Un percorso lungo 35 anni quello di Patrizia Pareo, da quando nel 1976 si iscrive all’Accademia di Belle Arti a Buenos Aires in Argentina. Contemporaneamente dipinge e scolpisce, poiché ama la scultura quanto la pittura, ma la facilità e la bravura nel modellare l’argilla la porta a sfidare se stessa e a scegliere d’intraprendere il vasto mondo della pittura. Nel 1984, dopo essersi laureata, si trasferisce in Italia.

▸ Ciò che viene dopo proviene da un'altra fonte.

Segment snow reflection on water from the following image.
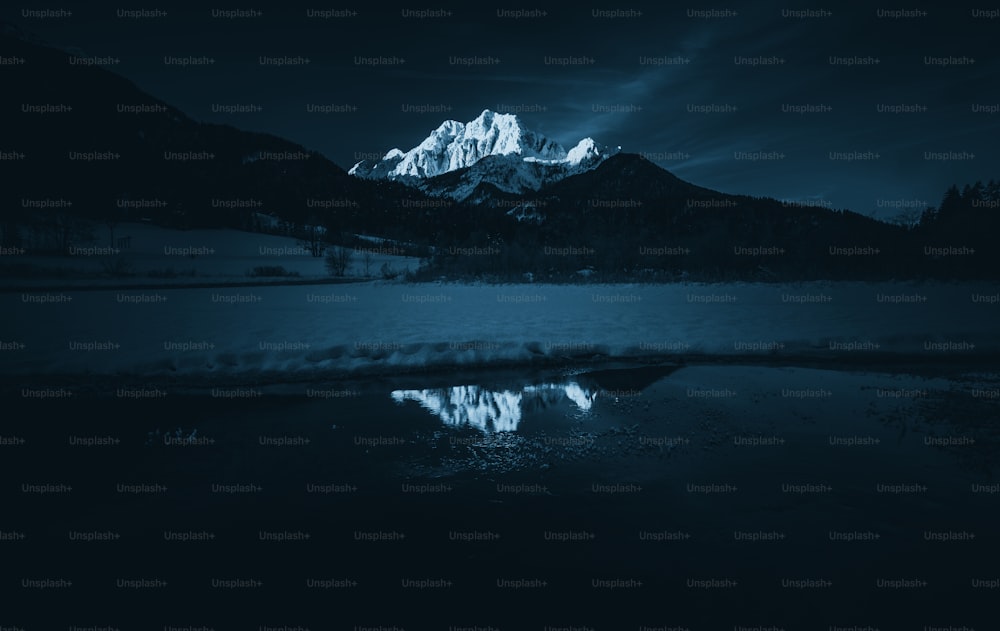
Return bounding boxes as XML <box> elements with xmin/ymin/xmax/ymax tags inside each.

Nei viaggi a Buenos Aires frequenta vari atelier e workshop nei quali approfondisce le tecniche calcografiche (acquaforte, acquatinta) e la litografia. Collabora anche con uno studio di ceramica e la tecnica orientale del raku le farà scoprire un nuovo ambito creativo.Intanto la sua pittura si trasforma; gli avvenimenti mondiali e personali la portano a guardare oltre; il mondo figurativo della pittura non le basta più per esprimere quello che sente, ciò che vede dal punto di vista interiore. Per un lungo periodo di mesi non dipinge, non prende neppure la matita in mano, è in conflitto con il mondo. Ma la ripresa è proprio là, in quel tempo di silenzio, di sofferenza, di distacco dalla pittura; sa che poi riprenderà a lavorare con più forza di prima, con un’altra consapevolezza.

Frutto di tale periodo sono le prime opere veramente astratte del 2009 (come “Anima bianca, anima nera”). Oggi la figurazione è alle spalle e il trascorrere del tempo e le gioie e le sofferenze della vita hanno mutato la visione interiore dell’artista ed anche il modo di vedere ciò che la circonda, portandola a un linguaggio diverso. Quel mondo che prima aveva espresso in immagini riconoscibili, oggi cessa di avere confini, margini; le pennellate sono più ampie; le tele sono dense di materia: sabbia, cenere, gesso, bitume sono mescolati al colore, quasi a ricondurla alla densità della scultura che ha sempre amato. Gli spazi si compongono e si scompongono attraverso questo colore-materia, ora graffiato ora inciso o tranciato, e ci trasportano in quel mondo interiore cui finalmente l’artista ci dà accesso.